A vegetation was defined as an oscillating intracardiac mass on a pacemaker or ICD lead or cardiac valve, which was present in >1 echocardiographic plane. For the purposes of the present analysis, vegetations that were <1 cm in diameter in a single plane were characterized as small (Group I) and vegetations ≥1 cm were classified as large (Group II). Patients with a cardiac valve vegetation in addition to a lead vegetation were also included in this analysis.
The time from the most recent CIED procedure was measured in months. The initial implant was defined as the first CIED procedure. All subsequent procedures including pulse generator replacement, lead revision, or system upgrade were, therefore, classified as revisions.

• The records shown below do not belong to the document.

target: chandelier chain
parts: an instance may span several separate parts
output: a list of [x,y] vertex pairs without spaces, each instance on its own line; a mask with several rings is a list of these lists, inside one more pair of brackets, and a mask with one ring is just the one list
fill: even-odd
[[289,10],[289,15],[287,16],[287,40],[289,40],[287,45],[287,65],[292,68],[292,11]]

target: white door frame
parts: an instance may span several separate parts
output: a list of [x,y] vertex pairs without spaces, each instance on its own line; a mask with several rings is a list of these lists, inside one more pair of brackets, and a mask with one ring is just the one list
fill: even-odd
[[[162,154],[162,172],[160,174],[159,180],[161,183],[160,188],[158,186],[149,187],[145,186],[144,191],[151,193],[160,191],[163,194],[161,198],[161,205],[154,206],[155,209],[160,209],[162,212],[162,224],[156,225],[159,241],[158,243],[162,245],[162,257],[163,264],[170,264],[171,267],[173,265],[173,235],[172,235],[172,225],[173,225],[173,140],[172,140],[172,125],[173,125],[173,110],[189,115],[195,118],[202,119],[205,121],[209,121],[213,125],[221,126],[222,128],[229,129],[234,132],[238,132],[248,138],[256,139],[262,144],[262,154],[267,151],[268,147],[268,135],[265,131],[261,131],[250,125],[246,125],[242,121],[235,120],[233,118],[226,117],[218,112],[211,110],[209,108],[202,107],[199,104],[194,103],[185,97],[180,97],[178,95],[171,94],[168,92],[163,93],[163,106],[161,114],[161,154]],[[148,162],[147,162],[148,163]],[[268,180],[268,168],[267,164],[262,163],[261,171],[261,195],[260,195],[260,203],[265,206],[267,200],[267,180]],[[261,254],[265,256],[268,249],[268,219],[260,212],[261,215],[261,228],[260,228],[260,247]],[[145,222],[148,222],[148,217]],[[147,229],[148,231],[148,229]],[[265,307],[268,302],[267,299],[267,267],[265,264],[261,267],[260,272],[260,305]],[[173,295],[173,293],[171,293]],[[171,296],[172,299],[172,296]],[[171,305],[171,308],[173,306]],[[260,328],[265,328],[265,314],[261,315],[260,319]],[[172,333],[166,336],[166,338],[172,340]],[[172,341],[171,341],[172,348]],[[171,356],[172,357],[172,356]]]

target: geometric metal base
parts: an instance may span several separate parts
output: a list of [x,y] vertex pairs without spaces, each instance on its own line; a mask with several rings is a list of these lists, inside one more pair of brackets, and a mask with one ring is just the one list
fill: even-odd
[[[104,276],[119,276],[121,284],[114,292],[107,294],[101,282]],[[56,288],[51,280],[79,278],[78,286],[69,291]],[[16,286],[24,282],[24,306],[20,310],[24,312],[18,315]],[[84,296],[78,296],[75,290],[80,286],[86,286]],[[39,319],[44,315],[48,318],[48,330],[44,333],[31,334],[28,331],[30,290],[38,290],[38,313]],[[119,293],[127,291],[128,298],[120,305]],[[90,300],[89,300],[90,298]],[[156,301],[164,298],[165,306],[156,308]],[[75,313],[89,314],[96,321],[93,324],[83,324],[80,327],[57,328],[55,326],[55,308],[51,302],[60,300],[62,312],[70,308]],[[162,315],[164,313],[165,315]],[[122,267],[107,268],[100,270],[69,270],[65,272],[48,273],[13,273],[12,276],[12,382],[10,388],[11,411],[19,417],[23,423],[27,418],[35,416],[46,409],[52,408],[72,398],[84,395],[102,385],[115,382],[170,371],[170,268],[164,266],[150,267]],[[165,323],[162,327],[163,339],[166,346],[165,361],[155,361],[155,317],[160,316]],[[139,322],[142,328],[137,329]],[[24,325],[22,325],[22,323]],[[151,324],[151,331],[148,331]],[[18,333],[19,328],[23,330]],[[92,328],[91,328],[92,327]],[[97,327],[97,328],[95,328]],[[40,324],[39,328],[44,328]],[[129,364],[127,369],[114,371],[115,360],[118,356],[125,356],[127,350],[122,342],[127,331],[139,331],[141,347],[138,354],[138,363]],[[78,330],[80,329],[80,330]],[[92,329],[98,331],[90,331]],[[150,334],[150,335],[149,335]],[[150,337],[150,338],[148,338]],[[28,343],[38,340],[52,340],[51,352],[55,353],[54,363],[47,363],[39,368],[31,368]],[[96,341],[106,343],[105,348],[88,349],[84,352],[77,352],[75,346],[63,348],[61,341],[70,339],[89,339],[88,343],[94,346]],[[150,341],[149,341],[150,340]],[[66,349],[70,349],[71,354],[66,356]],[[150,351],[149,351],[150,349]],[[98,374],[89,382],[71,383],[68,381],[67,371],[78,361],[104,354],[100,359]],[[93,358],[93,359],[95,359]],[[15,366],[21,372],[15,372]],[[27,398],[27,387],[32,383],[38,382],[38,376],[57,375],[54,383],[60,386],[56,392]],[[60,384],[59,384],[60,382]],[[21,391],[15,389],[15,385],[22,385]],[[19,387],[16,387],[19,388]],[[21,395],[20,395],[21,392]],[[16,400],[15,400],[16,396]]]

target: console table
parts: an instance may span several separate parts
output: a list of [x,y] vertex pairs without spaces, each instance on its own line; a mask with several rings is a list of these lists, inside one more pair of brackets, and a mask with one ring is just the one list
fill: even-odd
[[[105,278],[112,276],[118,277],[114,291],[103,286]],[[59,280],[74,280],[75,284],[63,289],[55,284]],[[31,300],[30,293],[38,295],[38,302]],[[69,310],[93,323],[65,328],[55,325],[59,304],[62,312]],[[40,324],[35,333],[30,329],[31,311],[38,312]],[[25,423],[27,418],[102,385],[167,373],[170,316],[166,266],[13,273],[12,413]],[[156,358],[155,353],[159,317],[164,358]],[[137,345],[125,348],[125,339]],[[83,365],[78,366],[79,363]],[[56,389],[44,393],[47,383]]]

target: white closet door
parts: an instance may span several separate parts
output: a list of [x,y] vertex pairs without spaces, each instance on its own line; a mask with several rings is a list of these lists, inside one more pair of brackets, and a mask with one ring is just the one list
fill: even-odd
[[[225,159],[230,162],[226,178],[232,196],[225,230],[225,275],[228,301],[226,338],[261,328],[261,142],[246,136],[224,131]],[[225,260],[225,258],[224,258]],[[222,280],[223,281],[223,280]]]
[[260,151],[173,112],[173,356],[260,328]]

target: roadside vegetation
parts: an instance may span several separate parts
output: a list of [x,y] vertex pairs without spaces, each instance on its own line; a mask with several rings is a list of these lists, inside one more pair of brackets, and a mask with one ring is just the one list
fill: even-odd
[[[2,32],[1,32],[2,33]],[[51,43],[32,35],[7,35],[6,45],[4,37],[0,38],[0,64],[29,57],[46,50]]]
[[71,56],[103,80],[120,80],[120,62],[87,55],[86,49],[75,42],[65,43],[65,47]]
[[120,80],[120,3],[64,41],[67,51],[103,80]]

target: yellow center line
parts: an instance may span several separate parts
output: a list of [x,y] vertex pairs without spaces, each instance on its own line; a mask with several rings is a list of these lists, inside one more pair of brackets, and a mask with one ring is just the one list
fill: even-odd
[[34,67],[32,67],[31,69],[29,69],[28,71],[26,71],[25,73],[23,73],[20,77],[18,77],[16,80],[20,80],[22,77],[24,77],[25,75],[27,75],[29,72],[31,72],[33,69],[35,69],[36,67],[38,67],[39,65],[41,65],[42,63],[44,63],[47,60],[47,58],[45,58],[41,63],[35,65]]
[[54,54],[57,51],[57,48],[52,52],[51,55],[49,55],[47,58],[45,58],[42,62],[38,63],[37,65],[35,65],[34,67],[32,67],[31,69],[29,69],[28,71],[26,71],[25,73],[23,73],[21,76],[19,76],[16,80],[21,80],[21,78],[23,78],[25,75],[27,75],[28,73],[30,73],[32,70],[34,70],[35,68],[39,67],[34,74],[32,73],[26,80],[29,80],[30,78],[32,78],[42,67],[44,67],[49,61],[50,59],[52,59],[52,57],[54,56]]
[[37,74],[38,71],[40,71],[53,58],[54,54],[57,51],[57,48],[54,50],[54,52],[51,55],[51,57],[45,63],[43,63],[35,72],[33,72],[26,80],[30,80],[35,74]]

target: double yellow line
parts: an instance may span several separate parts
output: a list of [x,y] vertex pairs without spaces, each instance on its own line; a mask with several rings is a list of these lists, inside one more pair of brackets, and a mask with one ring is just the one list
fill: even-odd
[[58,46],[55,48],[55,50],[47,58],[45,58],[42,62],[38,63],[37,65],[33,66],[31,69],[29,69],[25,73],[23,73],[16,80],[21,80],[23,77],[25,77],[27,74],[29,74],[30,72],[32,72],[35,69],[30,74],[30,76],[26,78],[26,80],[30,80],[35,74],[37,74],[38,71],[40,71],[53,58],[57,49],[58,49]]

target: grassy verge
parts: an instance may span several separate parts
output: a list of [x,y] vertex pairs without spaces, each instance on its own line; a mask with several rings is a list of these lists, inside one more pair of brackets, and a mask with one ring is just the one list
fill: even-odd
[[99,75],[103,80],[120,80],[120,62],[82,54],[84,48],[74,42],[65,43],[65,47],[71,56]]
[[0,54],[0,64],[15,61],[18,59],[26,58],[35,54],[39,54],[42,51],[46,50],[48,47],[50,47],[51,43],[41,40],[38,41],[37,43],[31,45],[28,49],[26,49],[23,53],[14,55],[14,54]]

To assess medical comorbid conditions, we used the Charlson comorbidity index, which consists of 19 different disease comorbidity categories, weighted from 1 to 6 based on adjusted relative risk of 1-year mortality and summed to provide a total score. The Charlson comorbidity index has previously been validated as a good predictor of crude mortality (11).
Diagnosis and treatment
Multiple blood cultures were obtained in each patient. All patients underwent transthoracic echocardiography. Most patients also underwent transesophageal echocardiography (TEE). The diameter of the largest intracardiac vegetation was recorded by either transthoracic or transesophageal echocardiography. All patients underwent an attempt at either percutaneous or open surgical removal of all hardware. Lead and pulse generator pocket cultures were obtained. Following the procedure, the patients received a prolonged course of intravenous antibiotics based on published guidelines (7). Reimplantation was performed at the discretion of the treating physician. Patients were followed for 6 months from the date of enrollment. A relapse was defined as a recurrence of infection with the same organism based on antimicrobial sensitivity.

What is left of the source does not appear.